Çocukluğumuzda yatılı okulda okurken, ASYA GRİBİ tanımlı bir hastalığın 1957 senesinde bütün Türkiye’yi sardığını yaşadık. Okulun yemekhanesinin bir bölümünün bile revir olarak kullanıldığı bu dönemde, hepimiz bu hastalığa yakalanmıştık. Bize hangi ilacı verdiklerini pek anımsamamakla birlikte, yüksek ateşle bir hafta gibi bir süre yatakta yattığımızı hatırlarım. Öğretmenlerin büyük bölümü bu hastalığa yakalanmamış, fakat biz yakalanmıştık. Bu da hatırladığım başka bir gerçek. 

Tarihte olduğu gibi bugünlerde yine Uzak doğu Asya kaynaklı bir başka influensa virüsünün bütün dünyayı kaplaması pek uzun sürmedi. Yine en büyük yıkımı İtalya yaşadı. Bütün dünyada Çin malının yayılmasını belki önlemek için kim bilir, ortaya çıkan bu virüsten korunmada bir zaaf yaşadığımız, bir büyük ayıptır.

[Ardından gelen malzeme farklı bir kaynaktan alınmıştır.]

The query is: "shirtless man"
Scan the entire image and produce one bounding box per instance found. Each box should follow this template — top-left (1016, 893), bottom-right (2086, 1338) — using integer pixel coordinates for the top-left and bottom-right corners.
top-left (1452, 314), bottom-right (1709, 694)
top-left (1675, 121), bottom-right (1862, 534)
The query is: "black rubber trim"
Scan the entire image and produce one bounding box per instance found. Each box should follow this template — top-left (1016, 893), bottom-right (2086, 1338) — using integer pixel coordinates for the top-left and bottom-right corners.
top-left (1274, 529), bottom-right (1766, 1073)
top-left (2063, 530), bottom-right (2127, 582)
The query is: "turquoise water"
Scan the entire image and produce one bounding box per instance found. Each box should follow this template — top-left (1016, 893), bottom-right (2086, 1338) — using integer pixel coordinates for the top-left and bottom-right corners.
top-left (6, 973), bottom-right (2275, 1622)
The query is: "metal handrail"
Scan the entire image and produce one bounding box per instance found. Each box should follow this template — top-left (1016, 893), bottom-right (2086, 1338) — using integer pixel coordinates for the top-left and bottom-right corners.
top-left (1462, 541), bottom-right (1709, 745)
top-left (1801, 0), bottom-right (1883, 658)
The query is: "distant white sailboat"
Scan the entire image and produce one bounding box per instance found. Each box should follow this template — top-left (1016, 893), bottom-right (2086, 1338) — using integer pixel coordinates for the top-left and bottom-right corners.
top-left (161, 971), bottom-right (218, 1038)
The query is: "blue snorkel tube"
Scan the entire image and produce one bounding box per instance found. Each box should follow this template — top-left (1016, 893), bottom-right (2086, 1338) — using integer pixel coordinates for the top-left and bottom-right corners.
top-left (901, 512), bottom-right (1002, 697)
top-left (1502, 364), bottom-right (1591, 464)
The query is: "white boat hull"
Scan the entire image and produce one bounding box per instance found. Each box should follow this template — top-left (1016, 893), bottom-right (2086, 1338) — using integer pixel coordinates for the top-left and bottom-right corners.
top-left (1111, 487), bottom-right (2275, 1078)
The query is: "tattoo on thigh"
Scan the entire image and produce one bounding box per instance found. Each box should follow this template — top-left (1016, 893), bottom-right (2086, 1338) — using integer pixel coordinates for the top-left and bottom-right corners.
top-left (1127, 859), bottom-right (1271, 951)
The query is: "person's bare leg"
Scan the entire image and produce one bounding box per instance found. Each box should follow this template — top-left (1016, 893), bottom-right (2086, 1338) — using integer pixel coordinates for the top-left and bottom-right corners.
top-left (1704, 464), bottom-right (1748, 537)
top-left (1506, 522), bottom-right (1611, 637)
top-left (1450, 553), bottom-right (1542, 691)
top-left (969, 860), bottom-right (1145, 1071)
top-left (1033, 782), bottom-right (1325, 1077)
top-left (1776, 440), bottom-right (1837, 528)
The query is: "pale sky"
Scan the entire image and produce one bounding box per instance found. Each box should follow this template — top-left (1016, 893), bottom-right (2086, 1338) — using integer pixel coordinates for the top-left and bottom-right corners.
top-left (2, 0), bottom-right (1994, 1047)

UMRE ye gidişlerin engellenmemesi için 21,500 yaşlı insanın, Diyanete gelir sağlamak adına, Arabistan’a gitmesine göz yuman idare, son kafileden sonra ‘bizde de Corona vak’ası var’ diye ortaya çıkmalarını hiç af etmiyoruz. UMRE’den geri dönen, bilhassa Rize deki vatandaşlar, eş, dost, ve akrabaları ile kaynaşmaları neticesinde virüsün en hızlı gelişerek yayılması, Rize de ortaya çıktı.  

Hepimiz bir can derdinde , bir oraya bir buraya hastalığa yakalanmama konusunda telaşla koşturmamızı fırsat bilen bir Devlet Kurumu ise, yangından mal kaçırırcasına, inatla, toplumun karşı çıktığı ‘İstanbul’a Bir Başka Kanal’ için alelacele ihale yapmasında, kimin menfaati bu işin içindedir diye bir sözüm geldi söyledim hem nalına hem mıhına.